She looked around, looked through the streets for the man who had been following her, but she did not see him, and by now had forgotten the corpse of the girl.

She rose, and moved on, gracefully, her feet accustomed to the cobblestones, her face and eyes dry. She paused at each corner and looked up and down the street. Mostly she was looking for the man who had followed her from her apartment. She did not know who he was. He was wearing a coat with its collar turned up around his face, a white face with bleak, desperate eyes. He had called after her and she had run, losing herself in the fleeing crowd. She was terrified. Everything terrified her.

Since the evacuation order had come through to send all foreign white women to Hong Kong, and from there to their own countries, Anna felt that her time to die would come at any moment.

There was no escape for Russian exiles. There was nowhere they could run to get away from war.

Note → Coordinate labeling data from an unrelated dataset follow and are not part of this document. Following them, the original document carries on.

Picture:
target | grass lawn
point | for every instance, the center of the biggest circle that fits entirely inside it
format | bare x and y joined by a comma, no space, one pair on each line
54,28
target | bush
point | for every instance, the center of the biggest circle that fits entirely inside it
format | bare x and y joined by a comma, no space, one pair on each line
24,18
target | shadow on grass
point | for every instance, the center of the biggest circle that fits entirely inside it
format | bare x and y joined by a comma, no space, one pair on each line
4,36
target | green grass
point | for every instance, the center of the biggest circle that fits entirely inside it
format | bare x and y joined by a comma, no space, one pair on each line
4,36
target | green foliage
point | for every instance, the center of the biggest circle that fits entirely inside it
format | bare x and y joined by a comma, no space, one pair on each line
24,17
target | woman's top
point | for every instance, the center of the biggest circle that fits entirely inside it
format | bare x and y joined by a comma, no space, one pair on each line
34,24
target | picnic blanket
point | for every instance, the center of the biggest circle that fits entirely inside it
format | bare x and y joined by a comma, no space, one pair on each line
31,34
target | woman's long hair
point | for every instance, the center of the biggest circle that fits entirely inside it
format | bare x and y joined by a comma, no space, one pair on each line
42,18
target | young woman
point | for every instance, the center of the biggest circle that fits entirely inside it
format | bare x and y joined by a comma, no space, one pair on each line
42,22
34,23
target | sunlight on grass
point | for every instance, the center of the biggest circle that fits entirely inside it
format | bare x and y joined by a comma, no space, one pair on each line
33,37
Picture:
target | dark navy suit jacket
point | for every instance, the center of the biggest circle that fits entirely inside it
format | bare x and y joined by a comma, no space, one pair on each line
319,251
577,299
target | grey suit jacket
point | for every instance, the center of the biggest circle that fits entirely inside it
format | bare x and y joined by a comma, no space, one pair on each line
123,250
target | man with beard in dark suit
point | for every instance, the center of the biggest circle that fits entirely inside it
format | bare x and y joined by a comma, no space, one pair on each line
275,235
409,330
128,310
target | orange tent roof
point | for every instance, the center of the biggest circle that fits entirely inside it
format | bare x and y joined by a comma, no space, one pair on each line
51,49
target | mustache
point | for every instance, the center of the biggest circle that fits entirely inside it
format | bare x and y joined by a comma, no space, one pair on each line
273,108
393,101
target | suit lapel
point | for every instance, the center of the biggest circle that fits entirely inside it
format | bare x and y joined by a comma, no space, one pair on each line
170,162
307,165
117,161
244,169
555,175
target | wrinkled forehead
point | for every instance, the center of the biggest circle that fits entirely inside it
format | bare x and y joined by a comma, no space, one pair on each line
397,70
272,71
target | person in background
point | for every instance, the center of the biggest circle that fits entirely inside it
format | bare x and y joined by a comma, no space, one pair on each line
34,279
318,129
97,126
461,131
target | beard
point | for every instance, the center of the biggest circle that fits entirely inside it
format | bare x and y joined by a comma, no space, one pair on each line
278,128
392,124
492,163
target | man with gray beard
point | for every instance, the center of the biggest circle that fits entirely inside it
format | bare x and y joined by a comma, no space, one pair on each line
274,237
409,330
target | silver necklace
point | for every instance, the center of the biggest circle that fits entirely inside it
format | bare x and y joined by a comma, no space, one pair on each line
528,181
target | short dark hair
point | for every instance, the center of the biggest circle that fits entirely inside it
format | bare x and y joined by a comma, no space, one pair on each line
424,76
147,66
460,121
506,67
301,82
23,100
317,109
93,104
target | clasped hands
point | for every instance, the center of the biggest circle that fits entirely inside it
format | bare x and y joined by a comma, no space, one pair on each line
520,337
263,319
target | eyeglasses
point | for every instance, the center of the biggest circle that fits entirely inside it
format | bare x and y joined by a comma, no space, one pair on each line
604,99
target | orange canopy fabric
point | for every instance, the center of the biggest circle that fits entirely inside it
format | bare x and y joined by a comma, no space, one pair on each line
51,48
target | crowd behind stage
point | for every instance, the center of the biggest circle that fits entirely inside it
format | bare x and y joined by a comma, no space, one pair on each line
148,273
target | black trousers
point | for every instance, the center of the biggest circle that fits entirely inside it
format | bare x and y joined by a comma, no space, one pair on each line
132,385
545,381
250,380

No passports would be issued to them; no country wanted them. Russian women were at the mercy of the mob, of the armies, of every band of men that came along. The evacuation order clearing white women had come two hours ago; in another sixteen hours huge transports would sail away with all those women, except the Russians...

Ah, the Russians. Anna laughed into the clatter of the frightened street; and then she clenched her teeth and fled on, shadows and torch-light beating against her running figure. It was quieter in the International settlement. She did not slacken her pace, though she was breathing harder.

When she came to the hotel she swept inside the doors, and in that instant she saw the man who had been following her, the man whose coat collar was turned up. She saw him running past, and, not waiting to see if he would miss her, then stop and come back, she went to the desk.

“I wish to see Mrs. Turner.”

The clerk bowed. “You may call her on the house phone, madam.”

Anna moved nervously to the house phone and picked it up. When Rita Turner’s silky voice came on the wire, Anna said: “I have a message from your husband. It is very important and most confidential.”

Except in highly excitable moments Anna could speak English without an accent, for her finishing school had been a nightclub called the Navy Sport Palace, which was little more than third rate, and located on the Bund. There she had learned all the American and English and French slang; and she had learned other things too: how to darken her eyes, and redden her mouth, and wink her eye, and toss her head; how to drink without becoming drunk; how to muffle her sobs with laughter; the art of light love with a deep touch.

Rita Turner said nervously: “Please come up.”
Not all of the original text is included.